I am close to finishing my summer writing courses. So, so close, and yet… so far. One long piece of creative non-fiction, one 1500-word research essay (with a proposal – how is that long enough for any real research? Whatever. I’ll take it.) and one 500-word close reading. I can get this done. 

In the meantime, I am amusing myself and, hopefully, the poor “tutors” who have to read these assignments day in and day out. It was with them in mind that I wrote the following slice of life. The assignment calls for a one-paragraph summary of both sides of “a specific, local debate” in under 250 words. I had to present the two sides in an objective, neutral manner. I decided to go extremely specific and local…

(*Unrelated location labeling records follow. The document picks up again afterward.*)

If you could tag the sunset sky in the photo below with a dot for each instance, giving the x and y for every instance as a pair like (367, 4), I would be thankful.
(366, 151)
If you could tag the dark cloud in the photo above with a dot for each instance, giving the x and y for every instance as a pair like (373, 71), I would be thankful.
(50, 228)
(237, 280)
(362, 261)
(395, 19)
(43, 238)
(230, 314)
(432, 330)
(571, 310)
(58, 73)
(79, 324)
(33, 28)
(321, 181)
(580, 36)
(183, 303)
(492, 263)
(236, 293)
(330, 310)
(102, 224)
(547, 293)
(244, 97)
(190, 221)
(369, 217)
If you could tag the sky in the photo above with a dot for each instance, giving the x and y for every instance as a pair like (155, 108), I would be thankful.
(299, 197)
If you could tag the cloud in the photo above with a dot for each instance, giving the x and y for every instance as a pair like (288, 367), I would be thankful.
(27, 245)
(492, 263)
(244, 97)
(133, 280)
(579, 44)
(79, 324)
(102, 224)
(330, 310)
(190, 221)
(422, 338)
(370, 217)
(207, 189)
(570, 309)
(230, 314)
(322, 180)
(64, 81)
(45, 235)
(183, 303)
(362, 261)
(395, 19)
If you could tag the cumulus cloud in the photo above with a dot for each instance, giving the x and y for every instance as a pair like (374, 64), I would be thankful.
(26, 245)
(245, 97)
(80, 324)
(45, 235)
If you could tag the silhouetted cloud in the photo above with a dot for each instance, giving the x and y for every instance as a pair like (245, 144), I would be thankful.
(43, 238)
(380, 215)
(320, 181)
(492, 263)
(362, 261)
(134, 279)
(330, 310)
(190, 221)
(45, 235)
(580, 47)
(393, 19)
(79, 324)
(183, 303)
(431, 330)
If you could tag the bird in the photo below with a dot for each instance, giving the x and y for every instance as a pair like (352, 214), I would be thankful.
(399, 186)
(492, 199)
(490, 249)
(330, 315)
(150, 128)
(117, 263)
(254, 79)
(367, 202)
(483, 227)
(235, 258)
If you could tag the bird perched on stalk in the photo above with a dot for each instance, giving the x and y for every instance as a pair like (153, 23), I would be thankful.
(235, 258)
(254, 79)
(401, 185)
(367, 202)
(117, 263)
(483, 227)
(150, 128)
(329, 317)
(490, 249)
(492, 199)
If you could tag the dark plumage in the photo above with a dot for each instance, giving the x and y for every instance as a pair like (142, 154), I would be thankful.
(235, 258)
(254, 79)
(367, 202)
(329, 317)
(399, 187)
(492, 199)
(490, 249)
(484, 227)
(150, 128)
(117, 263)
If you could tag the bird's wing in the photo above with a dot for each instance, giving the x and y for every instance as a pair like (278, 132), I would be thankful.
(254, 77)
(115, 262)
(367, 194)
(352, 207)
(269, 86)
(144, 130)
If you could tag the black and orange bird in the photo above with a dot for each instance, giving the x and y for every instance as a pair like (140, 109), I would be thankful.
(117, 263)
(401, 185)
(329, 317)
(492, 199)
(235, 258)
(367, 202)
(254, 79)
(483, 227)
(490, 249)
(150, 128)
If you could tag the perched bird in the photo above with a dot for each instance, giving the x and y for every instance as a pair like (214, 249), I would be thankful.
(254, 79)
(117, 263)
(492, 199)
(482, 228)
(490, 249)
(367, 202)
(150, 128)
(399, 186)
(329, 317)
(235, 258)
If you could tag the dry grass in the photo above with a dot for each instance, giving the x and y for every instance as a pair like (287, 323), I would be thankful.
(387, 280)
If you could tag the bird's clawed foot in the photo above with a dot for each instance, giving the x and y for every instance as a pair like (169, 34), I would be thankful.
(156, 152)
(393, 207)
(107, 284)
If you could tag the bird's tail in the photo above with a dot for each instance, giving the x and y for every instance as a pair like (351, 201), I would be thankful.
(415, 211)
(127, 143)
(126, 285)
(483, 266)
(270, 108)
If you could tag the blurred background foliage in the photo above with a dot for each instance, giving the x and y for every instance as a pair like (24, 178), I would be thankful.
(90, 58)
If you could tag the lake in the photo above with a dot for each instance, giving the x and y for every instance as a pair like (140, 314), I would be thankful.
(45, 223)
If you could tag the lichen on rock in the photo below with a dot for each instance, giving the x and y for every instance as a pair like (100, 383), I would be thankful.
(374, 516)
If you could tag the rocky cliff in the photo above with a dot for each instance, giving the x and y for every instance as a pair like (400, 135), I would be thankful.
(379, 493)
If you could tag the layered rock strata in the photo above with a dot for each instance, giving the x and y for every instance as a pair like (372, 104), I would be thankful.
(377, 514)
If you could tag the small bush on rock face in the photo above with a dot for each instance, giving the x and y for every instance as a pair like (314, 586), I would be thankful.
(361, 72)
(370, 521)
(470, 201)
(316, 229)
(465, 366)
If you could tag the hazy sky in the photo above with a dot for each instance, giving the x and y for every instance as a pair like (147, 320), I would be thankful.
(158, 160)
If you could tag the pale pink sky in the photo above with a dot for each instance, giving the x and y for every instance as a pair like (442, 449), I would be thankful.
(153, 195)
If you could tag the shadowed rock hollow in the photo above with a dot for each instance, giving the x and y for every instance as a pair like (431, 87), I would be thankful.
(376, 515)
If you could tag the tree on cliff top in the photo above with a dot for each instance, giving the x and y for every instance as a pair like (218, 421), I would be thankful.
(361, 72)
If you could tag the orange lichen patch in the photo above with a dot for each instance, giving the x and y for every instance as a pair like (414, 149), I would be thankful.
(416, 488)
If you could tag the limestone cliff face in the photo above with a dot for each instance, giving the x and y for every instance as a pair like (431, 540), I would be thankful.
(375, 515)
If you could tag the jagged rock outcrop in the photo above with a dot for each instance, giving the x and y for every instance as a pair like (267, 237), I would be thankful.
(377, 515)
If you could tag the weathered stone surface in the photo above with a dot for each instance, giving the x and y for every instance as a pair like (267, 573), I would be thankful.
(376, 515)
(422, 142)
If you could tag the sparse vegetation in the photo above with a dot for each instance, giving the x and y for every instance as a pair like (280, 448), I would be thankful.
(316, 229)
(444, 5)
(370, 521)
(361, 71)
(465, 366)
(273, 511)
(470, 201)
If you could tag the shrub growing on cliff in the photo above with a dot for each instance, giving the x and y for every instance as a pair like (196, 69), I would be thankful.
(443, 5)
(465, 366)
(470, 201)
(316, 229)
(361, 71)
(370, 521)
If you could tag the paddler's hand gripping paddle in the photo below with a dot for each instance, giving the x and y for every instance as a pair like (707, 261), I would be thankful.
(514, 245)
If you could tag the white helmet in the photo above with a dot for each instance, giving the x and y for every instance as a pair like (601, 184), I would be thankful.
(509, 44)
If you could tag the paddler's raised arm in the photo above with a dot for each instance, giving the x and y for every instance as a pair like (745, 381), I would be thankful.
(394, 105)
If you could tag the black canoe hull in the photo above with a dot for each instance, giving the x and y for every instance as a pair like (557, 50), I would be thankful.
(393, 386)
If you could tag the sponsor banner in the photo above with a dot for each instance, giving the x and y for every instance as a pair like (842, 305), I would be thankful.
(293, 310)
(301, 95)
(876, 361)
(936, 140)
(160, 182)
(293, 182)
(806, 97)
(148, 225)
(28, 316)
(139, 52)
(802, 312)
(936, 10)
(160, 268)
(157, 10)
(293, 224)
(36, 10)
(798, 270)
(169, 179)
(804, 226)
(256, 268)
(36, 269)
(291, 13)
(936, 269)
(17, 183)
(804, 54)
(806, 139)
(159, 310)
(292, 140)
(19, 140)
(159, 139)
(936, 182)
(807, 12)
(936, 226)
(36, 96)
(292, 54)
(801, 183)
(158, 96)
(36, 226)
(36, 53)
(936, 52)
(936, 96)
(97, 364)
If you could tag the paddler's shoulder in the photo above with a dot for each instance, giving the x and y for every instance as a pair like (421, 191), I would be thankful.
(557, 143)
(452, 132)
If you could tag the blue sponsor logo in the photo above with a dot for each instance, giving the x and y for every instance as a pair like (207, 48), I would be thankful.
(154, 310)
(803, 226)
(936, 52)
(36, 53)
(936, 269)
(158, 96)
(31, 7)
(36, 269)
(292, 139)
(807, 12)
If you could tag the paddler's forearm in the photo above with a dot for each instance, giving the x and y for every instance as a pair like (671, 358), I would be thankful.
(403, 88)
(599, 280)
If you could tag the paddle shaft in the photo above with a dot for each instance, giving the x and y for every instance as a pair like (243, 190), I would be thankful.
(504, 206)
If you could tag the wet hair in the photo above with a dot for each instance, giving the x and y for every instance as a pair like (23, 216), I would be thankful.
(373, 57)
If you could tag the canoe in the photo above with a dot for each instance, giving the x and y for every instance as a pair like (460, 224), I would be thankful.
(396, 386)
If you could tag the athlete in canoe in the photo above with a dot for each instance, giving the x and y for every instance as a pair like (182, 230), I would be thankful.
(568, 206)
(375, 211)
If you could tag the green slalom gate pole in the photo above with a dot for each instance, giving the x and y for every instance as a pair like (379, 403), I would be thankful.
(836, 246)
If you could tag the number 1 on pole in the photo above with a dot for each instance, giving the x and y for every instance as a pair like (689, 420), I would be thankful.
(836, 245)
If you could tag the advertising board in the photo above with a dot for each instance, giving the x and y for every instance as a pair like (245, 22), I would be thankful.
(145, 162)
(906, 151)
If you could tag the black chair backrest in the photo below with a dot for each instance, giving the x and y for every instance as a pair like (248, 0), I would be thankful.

Debate: What Is That in the Sky?

The debate in our car is heated: is the giant glowing white orb that we see in the sky above us the moon or is it something else? The person taking the affirmative position states that it is the moon and develops her argument relying almost exclusively on logos. She begins with a concession, acknowledging that the glowing orb does, in fact, look larger than usual, which is part of what attracted the attention of the passengers in the car. She continues to support the affirmative position by pointing out that, despite its size, the orb is in the place where the moon is usually seen, looks like the moon, and appears to be moving along the moon’s expected trajectory. Finally, the person in the affirmative attempts to use ethos, pointing out that years of experience in observing the moon makes her a credible source for determining if the orb is, in fact, the moon. For these reasons, the affirmative asserts that this is the moon. The person defending the negative position contends that what they are seeing is not the moon. This argument, too, relies largely on logos. For one, he argues, what they see in the sky right now is clearly much larger than the moon. The person assuming the negative position points out that he has never seen a moon this large. He then refers to authority, maintaining that “someone” recently read him a book about planets and that planets are, in fact, very large. He concludes his point by reminding his opponent that he, too, has seen the moon many times, which gives him vast experiential knowledge, if not quite as much as the other side. He closes with a clear statement of position: “I know a lot about moons, and that is not the moon.” In summary, the affirmative position is that the large, white, glowing orb in the sky is the moon; the negative position is that it is not the moon but, more likely, a planet.

In case you are wondering, it was the moon.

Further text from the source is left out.